Pétition

Nombre de signatures:

/

Date limite:

19/06/2029

Réforme pour la modernisation de la fiscalité des carburants et l’optimisation des dépenses publiques

Nicolas TONA

Cette proposition vise à moderniser la fiscalité des carburants afin de la rendre plus lisible, proportionnelle et adaptée aux variations du marché pétrolier. Le système actuel repose sur une taxe fixe (TICPE) qui représente une part importante du prix final et amplifie mécaniquement les hausses du marché. Sa suppression permettrait d’instaurer une fiscalité plus cohérente pour les ménages et les travailleurs dépendants de leur véhicule.

La réforme propose de remplacer la TICPE par une taxe unique proportionnelle de 25 %, appliquée directement au prix réel du carburant. Cette taxe serait la seule appliquée au carburant: aucune TVA ne viendrait s’ajouter sur cette taxe, afin d’éviter toute double imposition et de simplifier la structure fiscale. Un plafonnement légal de la marge des distributeurs à 0,10 €/L garantirait un prix équitable et limiterait les variations excessives.

Pour préserver l’équilibre budgétaire, la réforme s’accompagne d’une optimisation progressive des dépenses publiques. Les estimations disponibles suggèrent que la réduction des doublons administratifs, la révision de certaines dépenses extérieures non essentielles et l’harmonisation des rémunérations liées aux fonctions électives pourraient représenter un potentiel d’économies de l’ordre de 8 à 16  milliards d’euros par an.

Combinée à la taxe proportionnelle, cette approche permettrait de compenser, totalement ou partiellement, la perte liée à la suppression de la TICPE, tout en améliorant la transparence, la lisibilité et l’équité du système fiscal appliqué aux carburants.

Texte complet :

1. Constat général

Le prix du carburant en France repose sur un prix réel évolutif (pétrole brut, raffinage, transport, marges), auquel s’ajoutent une taxe fixe (TICPE) et la TVA. Cette structure conduit actuellement à un prix autour de 2,40 €/L, dont environ 1 € correspond à la fiscalité. Le caractère fixe de la TICPE amplifie les hausses du marché et pèse particulièrement sur les ménages dépendants de leur véhicule.

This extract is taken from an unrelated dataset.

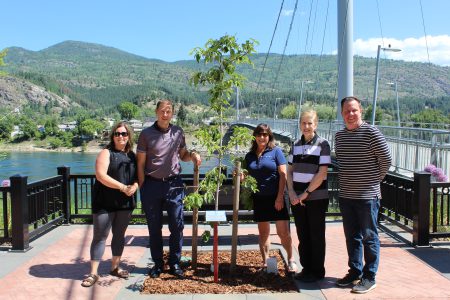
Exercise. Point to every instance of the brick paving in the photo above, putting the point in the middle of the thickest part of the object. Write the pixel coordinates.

2. Suppression de la TICPE

La TICPE représente environ 15 à 18  milliards d’euros par an. Son caractère fixe la rend déconnectée du marché et peu lisible pour les usagers. Sa suppression vise à instaurer une fiscalité plus cohérente et proportionnelle.

3. Instauration d’une taxe unique proportionnelle de 25 %

La réforme propose une taxe unique de 25 %, appliquée directement au prix réel du carburant.
(Cette taxe serait la seule taxe appliquée au carburant. Aucune TVA ne serait ajoutée sur cette taxe, afin d’éviter toute double imposition et de simplifier la structure fiscale).

Exemple : pour un prix réel de 1,40 €/L, la taxe serait de 0,35 €/L.
Cette taxe évoluerait naturellement avec le marché et générerait environ 14  milliards d’euros de recettes annuelles.

4. Plafonnement des marges des distributeurs

Un plafonnement légal de la marge à 0,10 €/L permettrait de garantir un prix équitable, de limiter les variations excessives et de préserver la viabilité des petites stations.

5. Compensation budgétaire

La suppression de la TICPE entraîne une perte brute estimée à 20 à 23  milliards d’euros.
Les estimations publiques suggèrent que plusieurs leviers peuvent contribuer à compenser cette perte :

– réduction des doublons administratifs : ≈ 5 à 10  milliards €
– révision de certaines dépenses extérieures non- essentielles: ≈ 3 à 6  milliards €
– harmonisation des rémunérations liées aux fonctions électives  : ≈ 0,3 à 0,5 milliard €

Ces montants sont des ordres de grandeur destinés à illustrer le potentiel d’optimisation.

6. Bilan financier

Combinée à la taxe proportionnelle, cette optimisation permettrait de compenser, totalement ou partiellement, la perte liée à la suppression de la TICPE, selon les scénarios.

Conclusion

Cette réforme vise à instaurer une fiscalité plus lisible, proportionnelle et adaptée aux variations du marché, tout en préservant l’équilibre budgétaire grâce à une optimisation progressive des dépenses publiques.